The refiner heats the furnace so that the dross may be removed from the silver or gold. It might be painful but it is necessary. The refiner knows when the work is done because he can see his face perfectly reflected as he looks at the refined metal. God is the refiner and His goal is to see a perfect image of His Son in us.

God is faithful in times of trial. Sometimes in life’s struggles everything becomes too much for us, and you may be tempted to wonder if God is really there at all. David experienced this and wrote, “You hold my eyelids open; I am so troubled that I cannot speak. Has His mercy ceased forever? Has His promise failed forevermore?” [Psalm 77:4]. But God is faithful! He promises that all our trials will be in proportion to our strength [1 Corinthians 10:13], and that He will never lay anything on us beyond our power to overcome.

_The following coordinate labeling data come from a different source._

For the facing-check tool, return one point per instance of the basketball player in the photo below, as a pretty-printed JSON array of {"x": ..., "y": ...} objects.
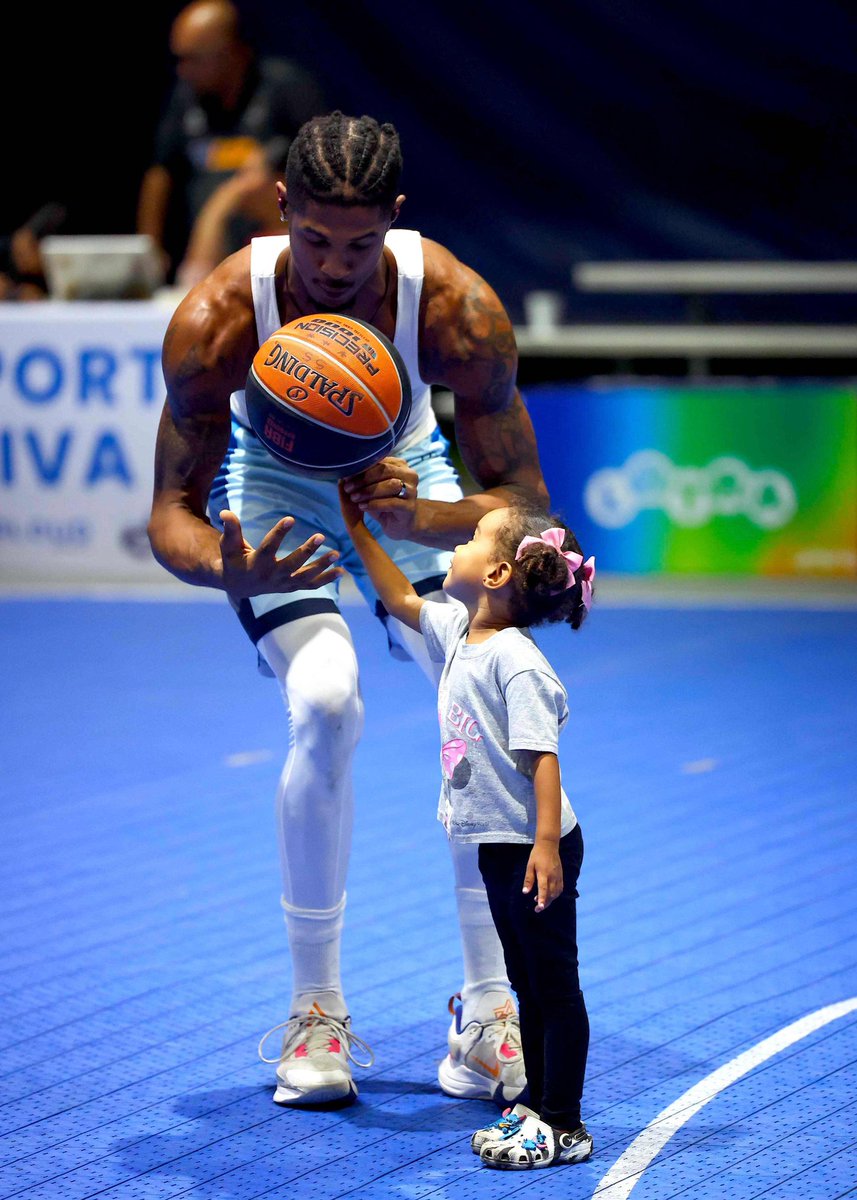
[{"x": 227, "y": 515}]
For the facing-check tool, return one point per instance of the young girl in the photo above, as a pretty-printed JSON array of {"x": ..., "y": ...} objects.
[{"x": 501, "y": 708}]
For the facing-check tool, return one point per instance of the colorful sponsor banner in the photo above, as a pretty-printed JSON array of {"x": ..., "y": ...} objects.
[
  {"x": 757, "y": 480},
  {"x": 81, "y": 396}
]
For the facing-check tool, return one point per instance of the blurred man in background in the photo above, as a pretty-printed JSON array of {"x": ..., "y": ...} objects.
[{"x": 226, "y": 107}]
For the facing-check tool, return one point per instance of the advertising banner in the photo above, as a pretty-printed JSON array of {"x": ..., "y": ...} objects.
[
  {"x": 757, "y": 480},
  {"x": 81, "y": 396}
]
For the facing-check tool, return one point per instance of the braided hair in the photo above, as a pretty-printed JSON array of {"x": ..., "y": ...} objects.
[
  {"x": 346, "y": 161},
  {"x": 539, "y": 592}
]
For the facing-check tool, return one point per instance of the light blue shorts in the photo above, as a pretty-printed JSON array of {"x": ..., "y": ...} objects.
[{"x": 259, "y": 491}]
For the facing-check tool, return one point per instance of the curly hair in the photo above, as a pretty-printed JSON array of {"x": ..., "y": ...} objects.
[
  {"x": 346, "y": 161},
  {"x": 539, "y": 592}
]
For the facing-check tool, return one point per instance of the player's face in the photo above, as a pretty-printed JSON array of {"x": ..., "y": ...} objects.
[
  {"x": 474, "y": 558},
  {"x": 336, "y": 250}
]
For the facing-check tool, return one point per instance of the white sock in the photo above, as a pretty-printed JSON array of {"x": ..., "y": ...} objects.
[{"x": 315, "y": 937}]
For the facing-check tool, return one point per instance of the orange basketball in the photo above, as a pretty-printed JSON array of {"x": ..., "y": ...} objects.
[{"x": 328, "y": 395}]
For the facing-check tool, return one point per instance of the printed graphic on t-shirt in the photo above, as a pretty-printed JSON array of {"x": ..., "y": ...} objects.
[{"x": 455, "y": 766}]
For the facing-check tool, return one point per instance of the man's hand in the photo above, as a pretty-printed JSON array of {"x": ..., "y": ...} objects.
[
  {"x": 252, "y": 573},
  {"x": 545, "y": 869},
  {"x": 378, "y": 491},
  {"x": 352, "y": 513}
]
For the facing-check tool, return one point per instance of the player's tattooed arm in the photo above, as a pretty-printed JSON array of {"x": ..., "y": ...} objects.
[{"x": 468, "y": 346}]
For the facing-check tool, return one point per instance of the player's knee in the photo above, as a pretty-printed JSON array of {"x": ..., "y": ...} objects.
[{"x": 328, "y": 712}]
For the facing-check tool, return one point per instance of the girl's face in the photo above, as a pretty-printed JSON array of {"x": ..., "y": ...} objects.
[{"x": 474, "y": 558}]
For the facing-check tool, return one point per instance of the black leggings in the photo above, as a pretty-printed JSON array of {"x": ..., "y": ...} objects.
[{"x": 540, "y": 951}]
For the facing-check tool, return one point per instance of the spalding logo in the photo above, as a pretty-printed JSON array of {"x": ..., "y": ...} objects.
[
  {"x": 337, "y": 394},
  {"x": 277, "y": 436}
]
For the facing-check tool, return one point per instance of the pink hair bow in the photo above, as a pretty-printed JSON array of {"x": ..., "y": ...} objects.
[{"x": 555, "y": 538}]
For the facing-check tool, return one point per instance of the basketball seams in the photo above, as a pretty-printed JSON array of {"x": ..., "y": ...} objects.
[
  {"x": 316, "y": 420},
  {"x": 359, "y": 384},
  {"x": 292, "y": 375}
]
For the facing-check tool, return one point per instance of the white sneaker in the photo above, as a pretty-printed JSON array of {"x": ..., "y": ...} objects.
[
  {"x": 503, "y": 1127},
  {"x": 534, "y": 1145},
  {"x": 484, "y": 1060},
  {"x": 313, "y": 1063}
]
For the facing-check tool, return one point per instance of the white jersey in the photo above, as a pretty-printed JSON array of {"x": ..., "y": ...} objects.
[{"x": 407, "y": 250}]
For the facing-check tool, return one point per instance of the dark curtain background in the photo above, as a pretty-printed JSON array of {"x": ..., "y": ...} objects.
[{"x": 534, "y": 135}]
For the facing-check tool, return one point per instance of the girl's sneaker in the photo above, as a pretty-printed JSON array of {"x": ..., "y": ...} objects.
[
  {"x": 535, "y": 1144},
  {"x": 504, "y": 1126}
]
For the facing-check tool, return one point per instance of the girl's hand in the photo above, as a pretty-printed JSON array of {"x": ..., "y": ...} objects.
[
  {"x": 545, "y": 869},
  {"x": 352, "y": 514}
]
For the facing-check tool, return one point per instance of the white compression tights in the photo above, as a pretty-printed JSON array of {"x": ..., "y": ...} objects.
[{"x": 316, "y": 666}]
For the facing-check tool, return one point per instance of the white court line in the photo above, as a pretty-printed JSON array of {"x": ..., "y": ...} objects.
[{"x": 625, "y": 1173}]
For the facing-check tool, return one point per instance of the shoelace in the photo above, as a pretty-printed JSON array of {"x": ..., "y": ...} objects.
[
  {"x": 508, "y": 1029},
  {"x": 319, "y": 1030}
]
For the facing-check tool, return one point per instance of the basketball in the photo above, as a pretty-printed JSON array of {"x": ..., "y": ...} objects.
[{"x": 328, "y": 395}]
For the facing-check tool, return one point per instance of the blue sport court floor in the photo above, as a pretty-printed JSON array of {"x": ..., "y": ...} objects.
[{"x": 712, "y": 759}]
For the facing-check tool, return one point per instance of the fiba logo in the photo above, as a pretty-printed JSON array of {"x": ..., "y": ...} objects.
[{"x": 689, "y": 496}]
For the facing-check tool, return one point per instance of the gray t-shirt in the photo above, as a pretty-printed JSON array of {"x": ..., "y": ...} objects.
[{"x": 495, "y": 699}]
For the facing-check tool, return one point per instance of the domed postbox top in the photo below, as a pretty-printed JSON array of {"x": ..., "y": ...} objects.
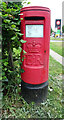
[{"x": 35, "y": 8}]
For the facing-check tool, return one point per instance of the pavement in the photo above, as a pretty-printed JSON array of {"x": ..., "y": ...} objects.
[{"x": 57, "y": 57}]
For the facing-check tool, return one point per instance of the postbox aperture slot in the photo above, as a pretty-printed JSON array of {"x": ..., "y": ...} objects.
[{"x": 34, "y": 30}]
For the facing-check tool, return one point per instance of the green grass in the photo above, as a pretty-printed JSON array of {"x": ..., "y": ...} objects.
[
  {"x": 16, "y": 106},
  {"x": 57, "y": 47}
]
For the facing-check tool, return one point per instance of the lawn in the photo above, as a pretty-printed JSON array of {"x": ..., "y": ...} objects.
[
  {"x": 53, "y": 38},
  {"x": 14, "y": 106},
  {"x": 57, "y": 47}
]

Even in times of trial He is there holding us, and inviting us to trust Him. Trust is so much easier when you can see, but so much more powerful when you cannot trace what God is doing. He is the dependable Rock that we can lean upon. David wrote, “When my spirit is overwhelmed within me, lead me to the Rock that is higher than I” [Psalm 61:2].


Will you thank God today for His faithfulness [a] in forgiving you when you confess your sins [b] in working in your life to make you holy, and [c] for being with you and holding you firm in times of trial?

Why not write a prayer of thankfulness to God for His faithfulness to you and then use this prayer each day until thanking God for His faithfulness becomes a life-style?



Bible Reading: Acts 11:19-26

Billy Graham has beautifully defined goodness in the following way:

“The word good in the language of Scripture literally means ‘to be like God’, because He alone is the One who is perfectly good. It is one thing however, to have high ethical standards but quite another for the Holy Spirit to produce the goodness that has its depths in the Godhead. The meaning here is more than just ‘doing good’. Goodness goes far deeper. Goodness is love in action. It carries with it not only the idea of righteousness imputed, but righteousness demonstrated in everyday living by the Holy Spirit. It is doing good out of a good heart, to please God, without expecting medals and rewards. Christ wants this kind of goodness to be the way of life for every Christian.”

We read in the book of Acts about Barnabas. Barnabas was a member of the early Church in Jerusalem following the day of Pentecost. He was a man full of the Holy Spirit and of faith, and specifically called “a good man” [Acts 11:24]. Three qualities in the life of Barnabas help us to understand the meaning of goodness:

Firstly, he was a generous man. The Bible says that he sold a piece of land and brought the money to the apostles in order to bless those who were in need [Acts 4:37].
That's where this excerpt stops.